Fit a full multiple linear regression model and identify predictors significant at α = 0.01, ranked by |t-statistic|.

In [1]:
# 1) Load data
v <- read.csv("regression_train.csv", stringsAsFactors = TRUE)

# 2) Fit full model
model <- lm(happiness ~ ., data = v)

# 3) Get summary and coefficient table
s <- summary(model)
coef_tab <- as.data.frame(s$coefficients)

coef_tab <- coef_tab[rownames(coef_tab) != "(Intercept)", ]
colnames(coef_tab) <- c("Estimate", "Std.Error", "t.value", "p.value")

cat("\n Significant Predictors (p < 0.01) \n")
sig_pred <- coef_tab[coef_tab$p.value < 0.01, ]

if (nrow(sig_pred) == 0) {
  cat("No predictors are significant at p < 0.01\n")
} else {
  # order by p-value ascending
  sig_pred <- sig_pred[order(sig_pred$p.value), ]
  print(sig_pred)
}

# 4) Top 5 strongest predictors 
coef_tab$abs_t <- abs(coef_tab$t.value)
# how many predictors do we actually have?
k <- min(5, nrow(coef_tab))
top_5 <- coef_tab[order(-coef_tab$abs_t), ][1:k, c("Estimate", "t.value", "p.value")]

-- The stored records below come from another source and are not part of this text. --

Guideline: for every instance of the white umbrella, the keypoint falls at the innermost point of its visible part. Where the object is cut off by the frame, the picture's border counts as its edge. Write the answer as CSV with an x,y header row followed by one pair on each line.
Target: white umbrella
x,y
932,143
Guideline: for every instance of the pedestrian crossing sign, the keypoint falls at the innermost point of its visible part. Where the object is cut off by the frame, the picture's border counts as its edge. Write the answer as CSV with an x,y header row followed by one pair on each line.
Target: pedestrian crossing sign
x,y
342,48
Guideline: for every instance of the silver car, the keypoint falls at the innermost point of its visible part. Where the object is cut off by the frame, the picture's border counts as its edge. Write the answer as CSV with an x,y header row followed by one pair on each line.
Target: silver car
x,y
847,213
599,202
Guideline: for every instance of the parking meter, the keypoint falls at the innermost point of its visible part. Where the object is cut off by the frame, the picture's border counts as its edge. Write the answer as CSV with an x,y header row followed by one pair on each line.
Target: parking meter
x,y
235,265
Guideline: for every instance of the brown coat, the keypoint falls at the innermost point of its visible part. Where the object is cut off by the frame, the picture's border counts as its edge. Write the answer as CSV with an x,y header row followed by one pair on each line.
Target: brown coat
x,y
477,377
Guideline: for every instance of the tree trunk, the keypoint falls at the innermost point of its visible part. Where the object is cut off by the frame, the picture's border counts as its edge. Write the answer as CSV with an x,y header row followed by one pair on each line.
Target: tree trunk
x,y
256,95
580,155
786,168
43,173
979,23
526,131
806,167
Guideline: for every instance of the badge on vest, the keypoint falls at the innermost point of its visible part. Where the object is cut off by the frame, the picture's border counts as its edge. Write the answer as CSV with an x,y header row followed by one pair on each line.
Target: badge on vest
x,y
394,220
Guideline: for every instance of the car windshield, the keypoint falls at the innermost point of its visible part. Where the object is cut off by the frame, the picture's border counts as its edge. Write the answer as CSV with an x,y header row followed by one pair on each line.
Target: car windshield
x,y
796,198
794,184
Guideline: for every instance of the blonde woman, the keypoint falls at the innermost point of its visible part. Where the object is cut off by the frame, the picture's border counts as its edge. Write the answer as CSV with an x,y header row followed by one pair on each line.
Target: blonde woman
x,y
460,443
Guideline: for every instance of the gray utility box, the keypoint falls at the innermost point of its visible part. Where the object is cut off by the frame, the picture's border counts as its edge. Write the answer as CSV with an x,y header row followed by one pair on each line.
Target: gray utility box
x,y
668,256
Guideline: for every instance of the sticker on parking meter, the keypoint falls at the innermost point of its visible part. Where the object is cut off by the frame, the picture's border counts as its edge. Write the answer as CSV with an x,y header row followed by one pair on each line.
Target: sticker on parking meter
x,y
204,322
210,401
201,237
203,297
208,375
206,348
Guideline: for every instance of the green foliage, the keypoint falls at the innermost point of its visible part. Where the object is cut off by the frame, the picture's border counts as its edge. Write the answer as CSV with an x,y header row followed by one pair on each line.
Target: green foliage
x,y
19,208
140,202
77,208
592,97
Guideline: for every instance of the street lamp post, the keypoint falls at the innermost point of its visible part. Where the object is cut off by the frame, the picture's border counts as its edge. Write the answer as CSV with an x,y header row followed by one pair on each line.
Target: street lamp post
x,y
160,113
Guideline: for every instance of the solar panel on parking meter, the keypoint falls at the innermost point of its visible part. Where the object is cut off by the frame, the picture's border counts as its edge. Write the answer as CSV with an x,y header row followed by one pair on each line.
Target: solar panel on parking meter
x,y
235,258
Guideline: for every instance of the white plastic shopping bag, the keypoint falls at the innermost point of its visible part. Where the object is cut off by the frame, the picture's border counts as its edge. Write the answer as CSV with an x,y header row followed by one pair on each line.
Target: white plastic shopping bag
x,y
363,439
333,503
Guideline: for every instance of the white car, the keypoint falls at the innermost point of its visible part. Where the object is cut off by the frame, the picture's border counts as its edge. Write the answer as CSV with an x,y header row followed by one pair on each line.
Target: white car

cat("\n Top", k, "Strongest Predictors (by |t|) \n")
print(top_5)



 Significant Predictors (p < 0.01) 
                                                      Estimate Std.Error
income80k - 120k                                     37.315988 1.6548496
income50k - 80k                                      28.546980 1.7382901
income200k above                                     20.109900 1.3788320
income20k - 50k                                      20.839607 1.5825100
income15k - 20k                                      15.447908 1.2809264
income150k - 200k                                    11.718396 1.2434310
income120k - 150k                                    11.373025 1.2340393
income10k - 15k                                       6.268117 1.2386952
whatIsYourHeightExpressItAsANumberInMetresM180 - 185  7.286107 2.3791630
alwaysStressed                                       -1.064389 0.3726381
whatIsYourHeightExpressItAsANumberInMetresM175 - 180  6.104323 2.2061513
                                                       t.value      p.value
income80k -

## 2. RMSE Evaluation Function

Implement a reusable function to compute RMSE between predictions and ground truth, and evaluate the full model on training data.

In [2]:
# 1) Load data and fit model
v <- read.csv("regression_train.csv", stringsAsFactors = TRUE)
model <- lm(happiness ~ ., data = v)

# 2) Function to predict and compute RMSE (only if 'happiness' exists)
predict_and_rmse <- function(model, data) {
  preds <- predict(model, newdata = data)
  
  if (!("happiness" %in% names(data))) {
    # no actual target, just return predictions
    return(list(predictions = preds, rmse = NA))
  }
  
  actual <- data$happiness
  rmse <- sqrt(mean((actual - preds)^2))
  return(list(predictions = preds, rmse = rmse))
}

# 3) Evaluate on training set
res <- predict_and_rmse(model, v)

cat(" Model Performance on Training Data \n")
cat("RMSE:", res$rmse, "\n")
cat("R-squared:", summary(model)$r.squared, "\n")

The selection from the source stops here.